Co prawda, w ciągnącym się przez dwa dni spotkaniu Chorwat miał trzy piłki setowe, to jednak po dwóch godzinach i pięciu minutach to 31-latek z Paryża cieszył się ze zwycięstwa 6:3 7:6 (8).
Teraz na jego drodze stanie rozstawiony z numerem szóstym Diego Schwartzman (Argentyna, 6), który już w środę pokonał 6:2 6:3 swojego rodaka, Federico Delbonisa (Argentyna).
W najlepszej ósemce zabraknie również grającego z trójką Pablo Carreno Busty (Hiszpania, 3). Od początku sezonu Hiszpan nie zachwyca formą, a dodatkowo, nie mógł mówić o łaskawym losowaniu, bo już w drugiej rundzie los skrzyżował go z Aljazem Bedene (Słowenia). Po meczu pełnym przełamań ubiegłotygodniowy finalista z Buenos Aires triumfował 6:2 5:7 6:2.
O miejsce w półfinale Słoweniec powalczy z turniejową piątką Fabio Fognini’m (Włochy, 5).
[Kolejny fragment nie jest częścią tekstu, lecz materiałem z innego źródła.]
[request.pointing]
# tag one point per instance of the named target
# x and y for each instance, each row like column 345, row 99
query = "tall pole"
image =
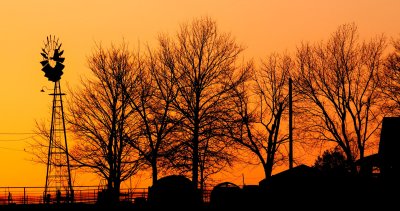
column 290, row 125
column 58, row 174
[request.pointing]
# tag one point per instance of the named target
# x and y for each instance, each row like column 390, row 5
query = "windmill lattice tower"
column 58, row 185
W czwartek Włoch musiał bronić nawet piłki meczowej, żeby ostatecznie ograć rewelację Australian Open 2018, Tennys Sandgrena ze Stanów Zjednoczonych, 4:6 6:4 7:6 (6).
Czwartkowe wyniki II rundy:
Dominic Thiem (Austria, 2) – Pablo Andujar (Hiszpania) 4:2 i krecz
Fabio Fognini (Włochy, 5) – Tennys Sandgren (USA) 4:6 6:4 7:6 (6)
Pablo Cuevas (Urugwaj, 7) – Gastao Elias (Portugalia) 7:5 6:1
Fernando Verdasco (Hiszpania, 8) – Nicolas Kicker (Argentyna) 6:7 (3) 6:2 6:0
Gael Monfils (Francja) – Marin Cilic (Chorwacja, 1) 6:3 7:6 (8)
Aljaz Bedene (Słowenia) – Pablo Carreno Busta (Hiszpania, 3) 6:2 5:7 6:2.